Tegan and Sara’s latest album Get Along doesn’t feature any new content. The live album is look back at the last 12 years of the sisters’ musical journey. It’s an album for the biggest Tegan and Sara fans, and for those fans, it’s a good album.
Set in a small venue in Vancouver, the indie-folk duo played their classic tunes from each of their albums ranging from their 1999 debut album Under Feet Like Ours to 2009’s Sainthood.
What makes this album special is the feeling of a grand connection with Tegan and Sara and their fans. Even though it’s a live album, there isn’t the roaring applause like one might expect from a mega show-stopping concert. It’s quiet. The only sign that this album is live is light applause at the end of each track.
Tegan and Sara are on top of their game in Get Along. Their iconic harmonizing is spot on, especially for a live album. It’s studio-recording worthy. The haunting “Back in Your Head” is a show-stopper. The simple piano chords that resonate through the song seem more striking in this live acoustic version than the original version on The Con.
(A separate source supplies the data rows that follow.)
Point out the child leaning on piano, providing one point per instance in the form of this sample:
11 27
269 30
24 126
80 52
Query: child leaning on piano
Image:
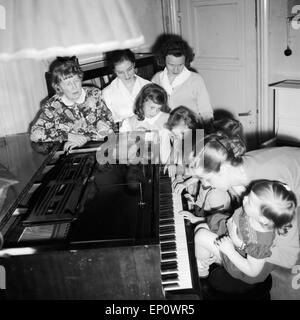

Most songs on this album work in the live acoustic format. And then some do not. “I Won’t Be Left” isn’t as climatic as the studio version and is one of the last songs on the album. The sisters almost seemed tired, especially compared with the second track, “I Know, I Know, I Know.” The sisters really bring their game with this song. The live version is right up to par with the studio version.
The song choices on the album are a bit off. Tegan and Sara left off a lot of their popular hits. “Walking with the Ghost,” “So Jealous” and “The Con” should have made the cut for this album.
For the super-fans, the deluxe version includes a DVD with three films giving fans a glimpse into the making of the album and the live concert where the band recorded.
This album is a win for the biggest Tegan and Sara fans. It’s not for new fans, but it doesn’t seem like this was to gain new fans. Instead, it’s about the fans that have accompanied Tegan and Sara since 1999. Tegan and Sara are reflecting on their journey with them in Get Along.